Étymologie : À propos de la biodiversité
La diversité du vivant a toujours émerveillé les humains. Buffon écrivait que dans la nature « il ne faut rien voir d’impossible, s’attendre à tout, et supposer que tout ce qui peut être, est ». Alors que la conscience environnementale se développait dans les années 1960, ce concept de diversité de la nature a pris un caractère quantitatif, s’agissant du nombre d’espèces animales et végétales présentes sur Terre, donc de la diversité génétique du règne vivant. C’est ce que le biologiste américain Raymond Dasmann a qualifié en 1968 de biological diversity, « diversité biologique ».
Un mot-valise, et hybride
De l’expression biological diversity on a tiré le mot-valise, biodiversity, attesté en 1985 dans un article de la revue BioScience.
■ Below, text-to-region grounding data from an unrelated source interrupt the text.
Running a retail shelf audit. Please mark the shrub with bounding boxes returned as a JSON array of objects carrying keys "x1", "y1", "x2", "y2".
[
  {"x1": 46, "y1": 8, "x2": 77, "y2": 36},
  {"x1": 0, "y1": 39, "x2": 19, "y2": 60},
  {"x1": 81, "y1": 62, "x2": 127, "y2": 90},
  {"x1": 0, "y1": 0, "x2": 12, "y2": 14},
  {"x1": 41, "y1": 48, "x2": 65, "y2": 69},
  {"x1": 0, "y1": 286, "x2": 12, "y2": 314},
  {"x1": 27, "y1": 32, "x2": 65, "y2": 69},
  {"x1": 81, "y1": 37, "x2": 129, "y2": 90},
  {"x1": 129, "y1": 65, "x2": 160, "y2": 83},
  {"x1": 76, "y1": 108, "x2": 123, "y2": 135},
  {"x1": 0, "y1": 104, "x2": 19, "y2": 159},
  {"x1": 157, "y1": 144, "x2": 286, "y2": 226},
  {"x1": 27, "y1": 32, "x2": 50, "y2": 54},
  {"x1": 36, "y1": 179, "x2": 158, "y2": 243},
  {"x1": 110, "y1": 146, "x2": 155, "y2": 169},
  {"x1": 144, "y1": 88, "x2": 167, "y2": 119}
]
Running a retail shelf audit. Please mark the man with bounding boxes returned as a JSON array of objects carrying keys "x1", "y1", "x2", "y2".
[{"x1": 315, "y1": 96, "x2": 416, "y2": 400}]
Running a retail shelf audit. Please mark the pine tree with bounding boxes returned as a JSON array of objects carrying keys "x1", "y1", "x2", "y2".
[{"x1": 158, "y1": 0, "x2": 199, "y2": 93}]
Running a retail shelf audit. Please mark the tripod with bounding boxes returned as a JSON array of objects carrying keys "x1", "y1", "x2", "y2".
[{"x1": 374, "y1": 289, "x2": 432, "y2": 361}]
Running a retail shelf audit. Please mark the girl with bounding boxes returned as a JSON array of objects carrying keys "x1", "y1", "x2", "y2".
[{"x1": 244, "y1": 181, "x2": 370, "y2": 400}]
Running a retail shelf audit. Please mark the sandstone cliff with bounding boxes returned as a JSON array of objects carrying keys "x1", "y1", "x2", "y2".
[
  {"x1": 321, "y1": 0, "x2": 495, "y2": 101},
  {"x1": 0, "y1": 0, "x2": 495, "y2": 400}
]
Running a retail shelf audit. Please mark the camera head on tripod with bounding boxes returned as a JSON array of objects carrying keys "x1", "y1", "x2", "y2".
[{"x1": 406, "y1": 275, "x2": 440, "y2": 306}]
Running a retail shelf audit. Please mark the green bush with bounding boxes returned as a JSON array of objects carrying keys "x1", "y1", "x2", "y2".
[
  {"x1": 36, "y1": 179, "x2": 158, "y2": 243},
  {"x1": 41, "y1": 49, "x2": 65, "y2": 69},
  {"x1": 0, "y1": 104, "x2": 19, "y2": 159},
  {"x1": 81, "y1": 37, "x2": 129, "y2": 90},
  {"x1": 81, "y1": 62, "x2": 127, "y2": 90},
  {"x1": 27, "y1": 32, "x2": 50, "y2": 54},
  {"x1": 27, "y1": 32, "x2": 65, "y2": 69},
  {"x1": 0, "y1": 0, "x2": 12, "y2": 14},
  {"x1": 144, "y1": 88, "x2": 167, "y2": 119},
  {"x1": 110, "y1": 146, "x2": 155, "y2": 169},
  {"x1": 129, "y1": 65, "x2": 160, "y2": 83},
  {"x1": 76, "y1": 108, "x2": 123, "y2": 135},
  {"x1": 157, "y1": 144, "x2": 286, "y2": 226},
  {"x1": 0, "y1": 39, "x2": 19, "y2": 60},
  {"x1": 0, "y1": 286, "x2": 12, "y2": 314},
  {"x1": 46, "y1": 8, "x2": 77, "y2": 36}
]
Très vite le terme a été utilisé par le biologiste Walter Rosen pour le congrès de 1986 tenu à Washington, The National Forum on BioDiversity, et il a été emprunté alors par les autres langues. Ainsi en français biodiversité est entré dans le Petit Larousse 1994 et dans le Petit Robert 1999.
Les mots biodiversité et biotechnologie (cf. ÉtymologiX de juin-juillet 2017) ont en commun le préfixe bio- qui marque un rapport avec la vie, et avec la biologie. Cependant, biotechnologie vient entièrement du grec alors que, diversité étant d’origine latine, biodiversité est un mot hybride, terme que justement la linguistique a emprunté à la biologie.
Un champ lexical d’une grande diversité, en latin puis en français
La forme archaïque du verbe latin signifiant « tourner, renverser, se tourner (vers), changer » est vortere, forme concurrencée puis supplantée aux environs de 150 avant J.-C. par vertere. Le /o/ archaïque subsiste en français dans vortex, du latin vortex, vertex « tourbillon », vertex étant emprunté aussi dans d’autres sens, comme vertex « sommet », d’où par le latin : vertèbre, vertical, vertige, ou verticille en botanique. De vertere, au passé versum, viennent les adverbes vers, envers (de versum), ainsi que vers, verset (de versus « sillon, ligne (de poésie) ») ou version (de versio « action de changer »).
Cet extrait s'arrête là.